Тогда же решено было открыть в столице первый крематорий. Сначала хотели разместить его в специально выстроенном здании, однако архитектор Д.Осипов придумал более экономичный вариант: переоборудовать под “кремационное предприятие” церковь Серафима Саровского возле бывшего Донского монастыря. В 1927 г. крематорий начал работать. По этому поводу в справочнике-путеводителе “Москва безбожная” можно было прочитать следующую сентенцию: “Часто вы слышите, что новому быту не хватает той праздничной обрядности, которой так действует на “уловление человека” церковь. Красное крещение (октябрины), Красное бракосочетание (Загс) еще выработают красивую обрядность, а вот уж обрядность Красного огненного погребения куда больше впечатляет и удовлетворяет, чем зарытие полупьяными могильщиками… в сырую землю на радость отвратительным могильным червям”.

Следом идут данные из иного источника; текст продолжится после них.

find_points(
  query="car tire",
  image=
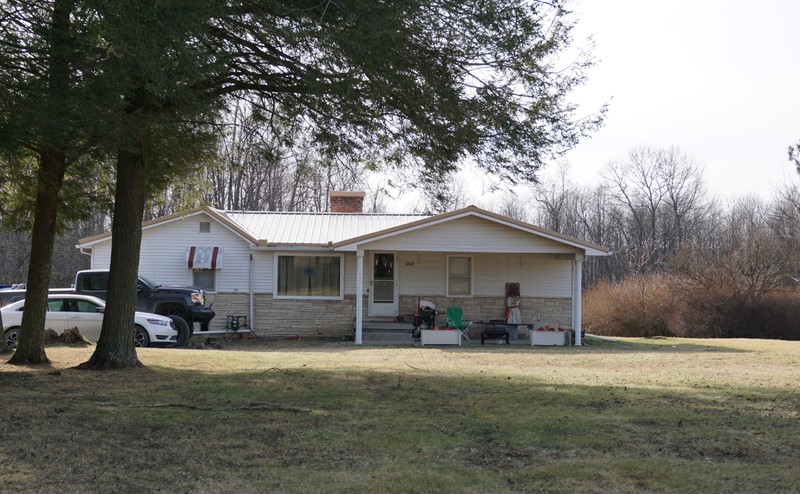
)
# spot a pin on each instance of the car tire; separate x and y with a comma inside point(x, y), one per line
point(183, 330)
point(12, 337)
point(141, 338)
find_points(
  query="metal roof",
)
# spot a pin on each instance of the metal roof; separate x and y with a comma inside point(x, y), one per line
point(314, 228)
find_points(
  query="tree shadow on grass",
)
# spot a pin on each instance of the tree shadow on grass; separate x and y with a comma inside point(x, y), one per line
point(306, 429)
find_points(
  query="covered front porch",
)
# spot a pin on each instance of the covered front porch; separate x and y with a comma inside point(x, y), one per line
point(391, 285)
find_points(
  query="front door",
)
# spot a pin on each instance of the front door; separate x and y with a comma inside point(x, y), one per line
point(383, 285)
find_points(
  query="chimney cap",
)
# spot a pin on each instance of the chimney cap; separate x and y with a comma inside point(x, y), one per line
point(345, 193)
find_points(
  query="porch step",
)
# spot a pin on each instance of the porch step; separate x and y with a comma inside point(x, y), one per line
point(386, 332)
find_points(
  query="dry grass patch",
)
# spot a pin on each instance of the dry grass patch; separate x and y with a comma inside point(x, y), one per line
point(658, 415)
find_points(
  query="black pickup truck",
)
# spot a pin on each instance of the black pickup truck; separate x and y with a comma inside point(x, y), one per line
point(184, 305)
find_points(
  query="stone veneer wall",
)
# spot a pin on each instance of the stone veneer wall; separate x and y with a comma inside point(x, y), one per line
point(537, 311)
point(335, 318)
point(279, 317)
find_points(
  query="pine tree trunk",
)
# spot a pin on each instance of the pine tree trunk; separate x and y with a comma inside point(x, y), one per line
point(30, 348)
point(115, 349)
point(50, 178)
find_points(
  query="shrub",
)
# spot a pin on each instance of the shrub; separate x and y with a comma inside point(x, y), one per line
point(639, 306)
point(657, 305)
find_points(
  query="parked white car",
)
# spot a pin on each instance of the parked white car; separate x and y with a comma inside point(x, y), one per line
point(85, 312)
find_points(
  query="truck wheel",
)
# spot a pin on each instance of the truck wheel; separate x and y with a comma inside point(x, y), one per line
point(183, 330)
point(140, 337)
point(174, 313)
point(12, 338)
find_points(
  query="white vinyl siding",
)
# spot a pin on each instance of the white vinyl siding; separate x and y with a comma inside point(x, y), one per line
point(163, 254)
point(459, 276)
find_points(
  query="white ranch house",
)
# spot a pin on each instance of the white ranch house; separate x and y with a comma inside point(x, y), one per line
point(324, 274)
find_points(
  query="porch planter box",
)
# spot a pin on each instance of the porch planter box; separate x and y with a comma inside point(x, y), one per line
point(550, 338)
point(441, 337)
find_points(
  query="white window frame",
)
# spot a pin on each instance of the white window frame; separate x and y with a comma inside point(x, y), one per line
point(276, 269)
point(471, 276)
point(212, 289)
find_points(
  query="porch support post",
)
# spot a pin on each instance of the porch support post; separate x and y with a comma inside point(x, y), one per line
point(359, 294)
point(576, 300)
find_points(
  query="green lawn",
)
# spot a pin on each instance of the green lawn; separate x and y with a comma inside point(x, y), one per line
point(636, 415)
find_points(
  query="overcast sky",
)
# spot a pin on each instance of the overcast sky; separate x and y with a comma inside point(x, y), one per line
point(718, 78)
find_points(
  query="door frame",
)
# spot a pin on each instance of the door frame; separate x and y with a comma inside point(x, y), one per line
point(384, 309)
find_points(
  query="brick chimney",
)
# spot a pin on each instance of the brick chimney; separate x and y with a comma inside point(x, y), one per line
point(346, 202)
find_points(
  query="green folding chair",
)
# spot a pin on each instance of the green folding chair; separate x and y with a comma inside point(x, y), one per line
point(455, 317)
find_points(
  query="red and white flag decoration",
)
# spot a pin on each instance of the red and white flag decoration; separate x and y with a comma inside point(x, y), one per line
point(203, 257)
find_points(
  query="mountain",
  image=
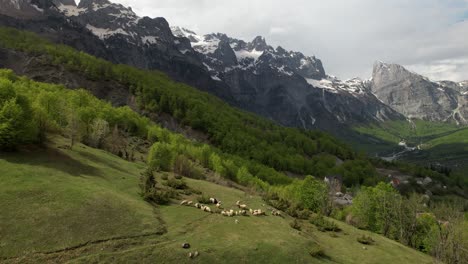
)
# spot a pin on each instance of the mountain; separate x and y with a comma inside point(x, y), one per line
point(285, 86)
point(415, 96)
point(112, 32)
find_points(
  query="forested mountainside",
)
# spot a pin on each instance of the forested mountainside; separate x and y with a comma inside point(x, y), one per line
point(140, 153)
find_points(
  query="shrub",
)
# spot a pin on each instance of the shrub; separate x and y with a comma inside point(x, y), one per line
point(203, 199)
point(295, 224)
point(323, 224)
point(366, 240)
point(176, 184)
point(317, 251)
point(298, 211)
point(160, 197)
point(280, 204)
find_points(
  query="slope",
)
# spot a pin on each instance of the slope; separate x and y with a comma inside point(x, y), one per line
point(92, 196)
point(52, 198)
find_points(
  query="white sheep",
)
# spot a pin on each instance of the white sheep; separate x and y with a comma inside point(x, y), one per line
point(276, 213)
point(242, 206)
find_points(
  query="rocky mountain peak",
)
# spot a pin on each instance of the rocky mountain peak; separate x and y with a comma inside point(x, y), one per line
point(415, 96)
point(93, 3)
point(23, 9)
point(258, 43)
point(65, 2)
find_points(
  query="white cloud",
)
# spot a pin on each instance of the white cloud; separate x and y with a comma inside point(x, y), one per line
point(448, 69)
point(278, 30)
point(348, 35)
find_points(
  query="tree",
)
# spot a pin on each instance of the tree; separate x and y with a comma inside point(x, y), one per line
point(313, 194)
point(99, 129)
point(16, 126)
point(160, 157)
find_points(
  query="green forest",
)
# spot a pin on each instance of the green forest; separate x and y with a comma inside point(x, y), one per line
point(243, 148)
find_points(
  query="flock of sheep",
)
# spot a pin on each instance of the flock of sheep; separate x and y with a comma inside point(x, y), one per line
point(243, 209)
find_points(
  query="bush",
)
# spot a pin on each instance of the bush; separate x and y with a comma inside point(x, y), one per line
point(280, 204)
point(317, 251)
point(366, 240)
point(323, 224)
point(298, 211)
point(160, 197)
point(176, 184)
point(203, 199)
point(295, 224)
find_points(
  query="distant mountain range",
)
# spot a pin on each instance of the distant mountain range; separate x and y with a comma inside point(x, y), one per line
point(286, 86)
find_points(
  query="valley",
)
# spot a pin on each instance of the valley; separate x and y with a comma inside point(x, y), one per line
point(129, 139)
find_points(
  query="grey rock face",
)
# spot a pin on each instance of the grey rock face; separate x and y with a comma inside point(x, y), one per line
point(114, 32)
point(286, 86)
point(416, 96)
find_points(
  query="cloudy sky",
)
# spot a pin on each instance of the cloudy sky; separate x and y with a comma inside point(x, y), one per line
point(428, 36)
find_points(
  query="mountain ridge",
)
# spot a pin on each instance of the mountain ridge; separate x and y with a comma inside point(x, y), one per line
point(285, 86)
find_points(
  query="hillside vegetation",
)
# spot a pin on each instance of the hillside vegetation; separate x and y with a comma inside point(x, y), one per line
point(242, 151)
point(83, 205)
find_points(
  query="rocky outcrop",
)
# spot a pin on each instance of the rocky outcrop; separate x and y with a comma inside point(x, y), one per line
point(416, 96)
point(286, 86)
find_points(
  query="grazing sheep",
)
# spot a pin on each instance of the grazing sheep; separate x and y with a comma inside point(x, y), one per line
point(242, 206)
point(258, 212)
point(276, 213)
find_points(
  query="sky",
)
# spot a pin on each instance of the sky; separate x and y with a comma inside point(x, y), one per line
point(429, 37)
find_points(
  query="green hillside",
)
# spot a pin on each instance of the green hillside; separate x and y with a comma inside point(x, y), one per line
point(84, 205)
point(63, 199)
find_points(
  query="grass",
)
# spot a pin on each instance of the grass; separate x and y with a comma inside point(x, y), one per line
point(54, 199)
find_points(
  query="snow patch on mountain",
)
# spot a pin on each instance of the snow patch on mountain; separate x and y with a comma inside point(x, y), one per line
point(243, 54)
point(69, 10)
point(104, 33)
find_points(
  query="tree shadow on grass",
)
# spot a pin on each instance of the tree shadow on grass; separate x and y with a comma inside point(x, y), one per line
point(50, 158)
point(107, 162)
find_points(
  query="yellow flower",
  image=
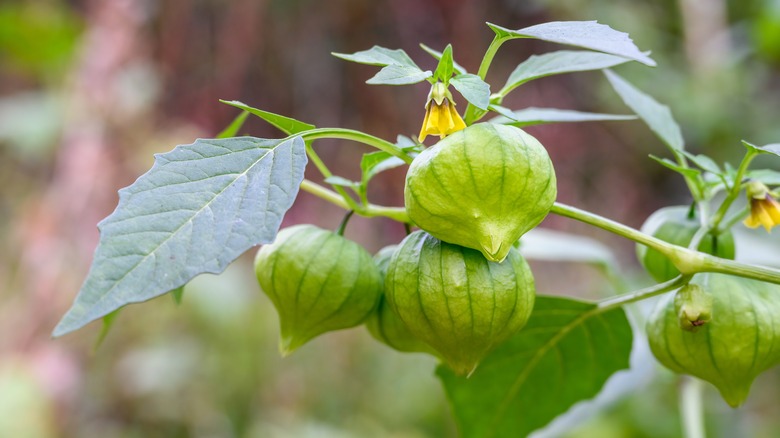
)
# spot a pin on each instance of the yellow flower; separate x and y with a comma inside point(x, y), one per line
point(441, 117)
point(764, 208)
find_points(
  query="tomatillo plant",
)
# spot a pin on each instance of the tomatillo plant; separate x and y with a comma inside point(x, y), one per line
point(459, 288)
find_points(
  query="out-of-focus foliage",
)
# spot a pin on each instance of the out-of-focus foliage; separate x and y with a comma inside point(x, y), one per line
point(90, 89)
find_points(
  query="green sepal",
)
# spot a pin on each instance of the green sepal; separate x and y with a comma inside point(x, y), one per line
point(457, 68)
point(445, 68)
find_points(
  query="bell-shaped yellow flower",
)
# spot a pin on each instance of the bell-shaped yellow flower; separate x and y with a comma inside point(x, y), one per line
point(764, 208)
point(441, 117)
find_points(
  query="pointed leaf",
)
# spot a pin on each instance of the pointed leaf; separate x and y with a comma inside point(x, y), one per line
point(473, 88)
point(457, 68)
point(232, 129)
point(773, 148)
point(564, 61)
point(704, 162)
point(586, 34)
point(657, 116)
point(285, 124)
point(379, 56)
point(108, 323)
point(565, 354)
point(178, 294)
point(197, 209)
point(399, 75)
point(538, 116)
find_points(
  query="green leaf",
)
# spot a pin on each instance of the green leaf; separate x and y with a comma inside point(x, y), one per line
point(285, 124)
point(399, 75)
point(198, 208)
point(178, 294)
point(684, 171)
point(379, 56)
point(773, 148)
point(586, 34)
point(232, 129)
point(564, 61)
point(108, 323)
point(556, 246)
point(473, 88)
point(565, 354)
point(376, 162)
point(538, 116)
point(657, 116)
point(457, 68)
point(444, 69)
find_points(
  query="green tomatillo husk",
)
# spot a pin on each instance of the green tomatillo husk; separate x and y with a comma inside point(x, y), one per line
point(481, 187)
point(455, 300)
point(741, 340)
point(318, 281)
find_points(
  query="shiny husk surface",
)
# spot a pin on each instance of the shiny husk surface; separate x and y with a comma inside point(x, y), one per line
point(318, 281)
point(741, 340)
point(673, 225)
point(454, 299)
point(384, 324)
point(482, 187)
point(693, 306)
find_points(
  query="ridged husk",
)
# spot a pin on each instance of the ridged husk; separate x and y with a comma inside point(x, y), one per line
point(318, 281)
point(741, 340)
point(384, 324)
point(482, 187)
point(457, 301)
point(673, 225)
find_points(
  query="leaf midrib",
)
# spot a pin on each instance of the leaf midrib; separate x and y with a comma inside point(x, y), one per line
point(540, 352)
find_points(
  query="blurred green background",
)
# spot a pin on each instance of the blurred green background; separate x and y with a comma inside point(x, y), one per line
point(90, 90)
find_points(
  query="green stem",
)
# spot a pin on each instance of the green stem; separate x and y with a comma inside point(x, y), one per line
point(691, 408)
point(736, 186)
point(611, 226)
point(730, 222)
point(642, 294)
point(324, 193)
point(396, 213)
point(685, 260)
point(360, 137)
point(473, 113)
point(320, 165)
point(343, 224)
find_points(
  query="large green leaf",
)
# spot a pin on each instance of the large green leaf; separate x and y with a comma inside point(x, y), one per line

Чтобы приохотить граждан к новому, непривычному для них похоронному ритуалу, с одобрения руководства страны было создано Общество развития и распространения идей кремации — ОРРИК (примечательно, что одним из учредителей новой организации стал заведующий Московской городской службой мусоросжигания). В уставе общества записали, что оно создается “в целях пропаганды и популяризации идей кремации и содействия крематорному строительству” и должно заниматься “разработкой теории массового строительства крематориев”, организовывать “конкурсы на лучшие труды и проекты по вопросам кремации”.
Для вступивших в ОРРИК не преминули установить некоторые льготы. Главная из них заключалась в том, что его члены получили право быть сожженными после своей смерти бесплатно, за счет общества!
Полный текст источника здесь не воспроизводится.